Wednesday, October 17, 2018 1:48:41 AM
Renewable Energy and Power, Inc. (“we,” “our,” or the “Company”) hereby gives notice to our stockholders that the holders of a majority of our outstanding shares of common stock, par value $0.001 per share (the “Common Stock”), have taken action by written consent to authorize our board of directors to (i) effectuate an amendment to our Certificate of Incorporation, as amended, to effectuate a reverse stock split of our issued and outstanding Common Stock by a ratio of one for two thousand (such that for every two thousand shares issued and outstanding prior to such split one share will remain after such split) with an anticipated effective date of November 17, 2018 (the “Reverse Stock Split”); and (ii) effectuate an amendment to our Certificate of Incorporation, as amended, to set our authorized Common Stock at 1,000,000,000 shares, also with an anticipated effective date of November 17, 2018 (the “Authorized Shares Amendment” and, together with the Reverse Stock Split, the “Corporate Actions”). A majority of our stockholders, and our Board unanimously, approved the Corporate Actions on August 28, 2018. The Corporate Actions are described in more detail in the accompanying Information Statement.

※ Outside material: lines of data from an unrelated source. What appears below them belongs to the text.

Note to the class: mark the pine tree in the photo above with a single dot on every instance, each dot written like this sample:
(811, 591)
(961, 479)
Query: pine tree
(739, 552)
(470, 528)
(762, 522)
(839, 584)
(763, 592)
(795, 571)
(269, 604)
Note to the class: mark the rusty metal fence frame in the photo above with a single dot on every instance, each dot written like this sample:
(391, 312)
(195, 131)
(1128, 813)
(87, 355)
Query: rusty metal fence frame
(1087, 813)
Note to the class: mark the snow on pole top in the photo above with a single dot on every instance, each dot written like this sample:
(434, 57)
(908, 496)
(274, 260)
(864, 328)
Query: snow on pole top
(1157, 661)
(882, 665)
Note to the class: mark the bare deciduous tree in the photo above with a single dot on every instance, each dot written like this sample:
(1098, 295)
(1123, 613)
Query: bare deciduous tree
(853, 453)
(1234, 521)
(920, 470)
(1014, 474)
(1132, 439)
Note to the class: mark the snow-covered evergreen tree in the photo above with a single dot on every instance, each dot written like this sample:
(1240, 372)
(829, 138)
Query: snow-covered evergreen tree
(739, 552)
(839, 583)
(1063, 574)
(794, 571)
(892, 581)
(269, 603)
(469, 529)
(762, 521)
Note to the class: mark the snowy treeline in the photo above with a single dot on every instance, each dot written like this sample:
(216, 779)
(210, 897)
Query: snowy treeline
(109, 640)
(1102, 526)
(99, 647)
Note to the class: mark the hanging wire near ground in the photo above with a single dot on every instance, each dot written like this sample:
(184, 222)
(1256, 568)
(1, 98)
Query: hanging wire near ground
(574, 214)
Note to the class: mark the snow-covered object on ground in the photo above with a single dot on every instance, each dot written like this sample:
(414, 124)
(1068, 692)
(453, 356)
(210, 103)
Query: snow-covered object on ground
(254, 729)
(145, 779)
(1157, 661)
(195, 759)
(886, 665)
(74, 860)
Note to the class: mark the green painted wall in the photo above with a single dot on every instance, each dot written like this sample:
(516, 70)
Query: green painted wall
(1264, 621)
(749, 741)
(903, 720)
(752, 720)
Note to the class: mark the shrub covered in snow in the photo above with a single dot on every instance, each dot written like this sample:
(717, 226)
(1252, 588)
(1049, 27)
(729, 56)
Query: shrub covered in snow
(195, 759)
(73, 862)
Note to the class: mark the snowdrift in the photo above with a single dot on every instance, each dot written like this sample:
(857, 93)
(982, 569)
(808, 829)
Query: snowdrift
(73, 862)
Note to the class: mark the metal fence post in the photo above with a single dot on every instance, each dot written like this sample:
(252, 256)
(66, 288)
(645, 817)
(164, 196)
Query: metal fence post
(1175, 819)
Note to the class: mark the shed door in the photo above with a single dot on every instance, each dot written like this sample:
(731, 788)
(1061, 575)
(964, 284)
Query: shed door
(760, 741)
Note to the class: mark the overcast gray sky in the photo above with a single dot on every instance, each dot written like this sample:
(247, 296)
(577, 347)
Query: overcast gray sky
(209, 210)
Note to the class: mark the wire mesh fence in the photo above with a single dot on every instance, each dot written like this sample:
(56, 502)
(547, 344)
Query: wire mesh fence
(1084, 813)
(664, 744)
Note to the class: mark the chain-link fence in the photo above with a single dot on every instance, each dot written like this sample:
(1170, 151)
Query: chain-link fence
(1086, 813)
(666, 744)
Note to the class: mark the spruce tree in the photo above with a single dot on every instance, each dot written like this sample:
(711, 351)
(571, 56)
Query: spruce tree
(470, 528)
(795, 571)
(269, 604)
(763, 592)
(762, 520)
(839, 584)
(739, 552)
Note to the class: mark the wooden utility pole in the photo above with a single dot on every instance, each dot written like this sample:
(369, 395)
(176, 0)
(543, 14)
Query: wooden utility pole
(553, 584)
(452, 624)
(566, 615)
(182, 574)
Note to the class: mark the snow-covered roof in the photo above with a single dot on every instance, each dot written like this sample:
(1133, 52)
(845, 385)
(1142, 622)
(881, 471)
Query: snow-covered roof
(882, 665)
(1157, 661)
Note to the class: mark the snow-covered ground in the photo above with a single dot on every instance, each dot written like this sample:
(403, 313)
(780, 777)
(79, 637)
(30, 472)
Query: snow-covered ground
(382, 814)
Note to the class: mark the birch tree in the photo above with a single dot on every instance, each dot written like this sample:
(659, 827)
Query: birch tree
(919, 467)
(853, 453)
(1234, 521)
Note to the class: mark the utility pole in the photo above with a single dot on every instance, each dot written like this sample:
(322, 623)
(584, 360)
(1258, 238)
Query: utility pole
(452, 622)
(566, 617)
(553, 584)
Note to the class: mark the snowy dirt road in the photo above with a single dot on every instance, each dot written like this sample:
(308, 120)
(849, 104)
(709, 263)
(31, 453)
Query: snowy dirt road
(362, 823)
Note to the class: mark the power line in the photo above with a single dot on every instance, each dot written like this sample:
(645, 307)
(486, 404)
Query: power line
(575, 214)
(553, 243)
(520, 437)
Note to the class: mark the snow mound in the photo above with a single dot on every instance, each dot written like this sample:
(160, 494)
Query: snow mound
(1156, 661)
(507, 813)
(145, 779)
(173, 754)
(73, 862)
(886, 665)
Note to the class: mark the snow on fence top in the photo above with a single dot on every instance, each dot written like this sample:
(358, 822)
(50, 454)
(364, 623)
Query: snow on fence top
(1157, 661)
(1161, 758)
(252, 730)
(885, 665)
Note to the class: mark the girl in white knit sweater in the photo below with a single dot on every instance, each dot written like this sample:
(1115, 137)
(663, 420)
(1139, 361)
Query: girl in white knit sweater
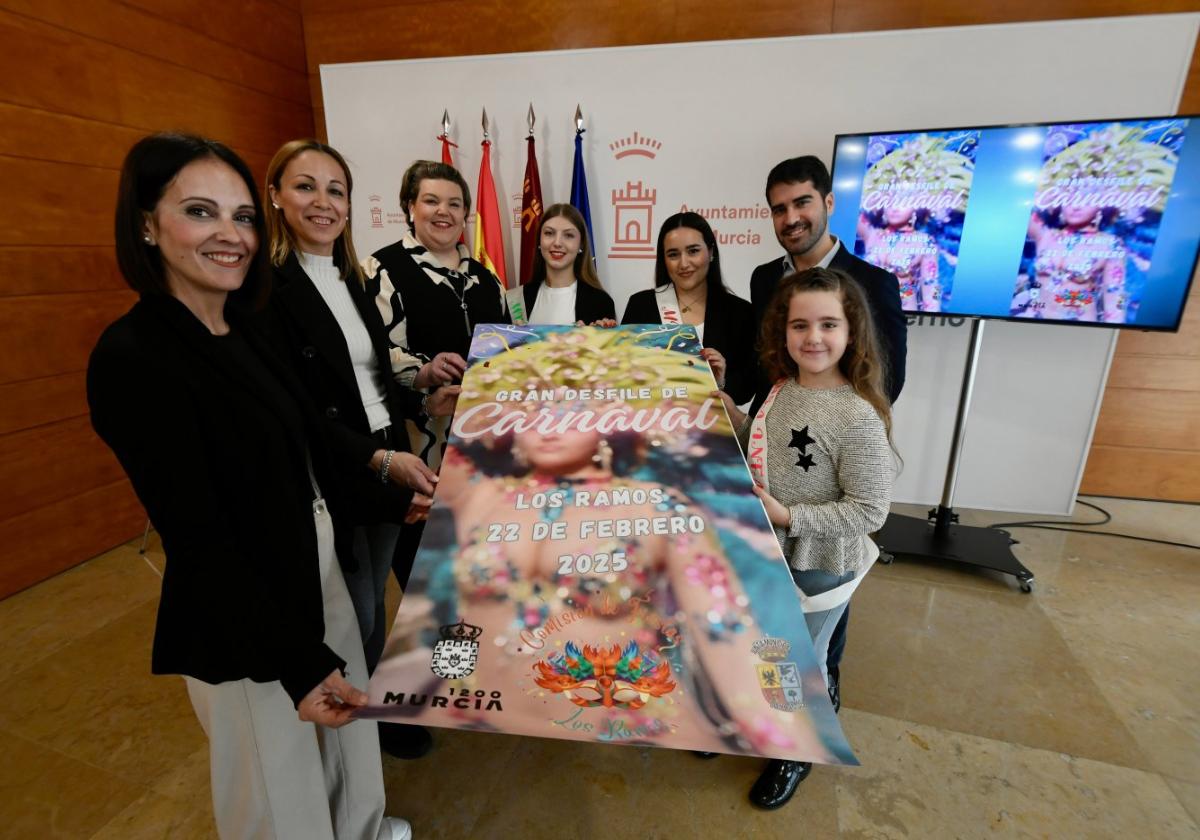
(820, 453)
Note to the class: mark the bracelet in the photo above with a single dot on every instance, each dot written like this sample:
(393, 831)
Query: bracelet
(385, 465)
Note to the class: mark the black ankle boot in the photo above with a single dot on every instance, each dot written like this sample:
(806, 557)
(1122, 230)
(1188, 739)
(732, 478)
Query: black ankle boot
(778, 783)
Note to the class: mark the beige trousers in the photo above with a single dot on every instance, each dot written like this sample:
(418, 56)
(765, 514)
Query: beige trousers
(277, 778)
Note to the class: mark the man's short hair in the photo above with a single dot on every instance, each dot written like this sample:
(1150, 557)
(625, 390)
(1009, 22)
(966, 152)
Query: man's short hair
(799, 169)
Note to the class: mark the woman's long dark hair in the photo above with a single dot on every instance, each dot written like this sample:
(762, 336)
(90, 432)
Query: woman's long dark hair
(717, 288)
(149, 168)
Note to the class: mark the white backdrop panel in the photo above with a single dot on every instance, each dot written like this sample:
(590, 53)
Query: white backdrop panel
(708, 120)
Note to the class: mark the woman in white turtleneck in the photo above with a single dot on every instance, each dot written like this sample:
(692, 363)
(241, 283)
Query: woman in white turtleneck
(323, 317)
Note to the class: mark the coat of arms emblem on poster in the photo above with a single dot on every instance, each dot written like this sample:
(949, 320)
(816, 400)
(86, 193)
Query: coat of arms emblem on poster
(456, 653)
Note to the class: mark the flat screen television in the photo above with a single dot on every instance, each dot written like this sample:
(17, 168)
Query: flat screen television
(1093, 223)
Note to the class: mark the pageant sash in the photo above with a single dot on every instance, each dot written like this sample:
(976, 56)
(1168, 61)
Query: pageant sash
(515, 297)
(756, 453)
(669, 305)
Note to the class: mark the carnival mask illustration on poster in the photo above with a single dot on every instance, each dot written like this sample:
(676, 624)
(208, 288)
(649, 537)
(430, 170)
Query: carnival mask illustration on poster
(597, 568)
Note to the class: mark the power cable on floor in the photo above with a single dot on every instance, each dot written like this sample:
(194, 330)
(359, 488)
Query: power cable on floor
(1054, 525)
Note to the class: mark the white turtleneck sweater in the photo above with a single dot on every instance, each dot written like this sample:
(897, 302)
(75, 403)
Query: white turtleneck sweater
(324, 275)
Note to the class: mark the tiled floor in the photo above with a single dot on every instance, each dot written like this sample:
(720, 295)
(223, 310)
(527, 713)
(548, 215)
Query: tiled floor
(977, 712)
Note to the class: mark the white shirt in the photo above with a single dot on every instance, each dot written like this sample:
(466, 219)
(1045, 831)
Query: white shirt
(790, 267)
(555, 305)
(329, 283)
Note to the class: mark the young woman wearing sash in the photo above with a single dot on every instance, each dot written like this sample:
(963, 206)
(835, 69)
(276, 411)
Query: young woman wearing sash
(563, 288)
(821, 457)
(688, 289)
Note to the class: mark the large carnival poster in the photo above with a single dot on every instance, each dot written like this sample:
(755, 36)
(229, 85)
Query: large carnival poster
(915, 199)
(1096, 219)
(595, 567)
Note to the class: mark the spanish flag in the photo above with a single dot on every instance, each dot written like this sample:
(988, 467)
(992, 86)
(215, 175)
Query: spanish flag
(489, 233)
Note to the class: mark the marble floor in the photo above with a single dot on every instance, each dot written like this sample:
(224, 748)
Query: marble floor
(977, 712)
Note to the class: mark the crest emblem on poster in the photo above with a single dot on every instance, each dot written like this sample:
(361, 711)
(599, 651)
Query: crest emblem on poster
(778, 679)
(456, 653)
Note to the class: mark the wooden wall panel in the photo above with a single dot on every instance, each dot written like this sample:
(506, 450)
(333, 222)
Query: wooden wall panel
(855, 16)
(52, 539)
(1143, 473)
(268, 29)
(133, 30)
(42, 462)
(77, 321)
(1141, 418)
(101, 82)
(37, 402)
(1149, 427)
(79, 83)
(75, 204)
(55, 270)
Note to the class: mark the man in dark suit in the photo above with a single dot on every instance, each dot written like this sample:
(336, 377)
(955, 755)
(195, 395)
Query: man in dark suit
(799, 193)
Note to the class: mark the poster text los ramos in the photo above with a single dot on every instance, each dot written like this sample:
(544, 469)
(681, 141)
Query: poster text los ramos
(597, 568)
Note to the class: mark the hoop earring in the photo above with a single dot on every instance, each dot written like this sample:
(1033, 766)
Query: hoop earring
(603, 457)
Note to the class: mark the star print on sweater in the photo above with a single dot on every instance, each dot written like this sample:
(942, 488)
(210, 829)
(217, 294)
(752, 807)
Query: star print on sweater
(801, 441)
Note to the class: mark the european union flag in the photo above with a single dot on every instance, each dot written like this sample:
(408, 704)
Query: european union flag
(580, 191)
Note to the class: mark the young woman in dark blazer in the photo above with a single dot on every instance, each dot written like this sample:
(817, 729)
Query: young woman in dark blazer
(563, 287)
(233, 466)
(327, 323)
(688, 289)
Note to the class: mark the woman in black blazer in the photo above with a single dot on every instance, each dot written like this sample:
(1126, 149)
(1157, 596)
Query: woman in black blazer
(563, 287)
(688, 289)
(325, 321)
(234, 469)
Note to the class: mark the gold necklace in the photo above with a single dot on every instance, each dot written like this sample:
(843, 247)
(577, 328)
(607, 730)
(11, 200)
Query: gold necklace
(688, 307)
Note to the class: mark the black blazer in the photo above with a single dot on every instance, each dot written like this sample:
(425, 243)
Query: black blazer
(215, 448)
(882, 293)
(309, 336)
(729, 328)
(591, 304)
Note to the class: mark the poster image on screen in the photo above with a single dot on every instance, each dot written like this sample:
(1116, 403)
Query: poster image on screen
(1087, 223)
(915, 196)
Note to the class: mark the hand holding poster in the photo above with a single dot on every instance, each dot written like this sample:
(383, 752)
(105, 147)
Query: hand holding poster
(597, 567)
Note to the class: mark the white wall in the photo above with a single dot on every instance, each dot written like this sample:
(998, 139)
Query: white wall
(720, 114)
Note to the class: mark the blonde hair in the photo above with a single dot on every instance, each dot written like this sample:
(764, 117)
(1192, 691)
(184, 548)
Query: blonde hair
(583, 268)
(282, 240)
(863, 363)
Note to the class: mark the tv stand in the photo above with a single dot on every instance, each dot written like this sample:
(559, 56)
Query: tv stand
(940, 537)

The majority stockholders have approved the Corporate Actions pursuant to Section 78.320 of the Nevada Revised Statues, which permits any action that may be taken at a meeting of the stockholders to be taken by the written consent to the action by the holders of the number of shares of voting stock required to approve the action at a meeting. All necessary corporate approvals in connection with the matters referred to in this Information Statement have been obtained. This Information Statement is being furnished to all of our stockholders as of October __, 2018, pursuant to Section 14(c) of the Securities and Exchange Act of 1934 (“Exchange Act”), and the rules thereunder, solely for the purpose of informing stockholders of these corporate actions before they take effect. In accordance with Rule 14c-2 under the Exchange Act, the stockholder consent will take effect 20 calendar days following the mailing of this Information Statement. The details of the foregoing actions and other important information are set forth in the accompanying Information Statement.
The Corporate Actions have been approved by our Board of Directors and the holders of more than a majority of the Company’s Common Stock outstanding, pursuant to Nevada law. Only stockholders of record at the close of business on October ___, 2018, are being given Notice of the Action by Written Consent. Proxies are not being solicited.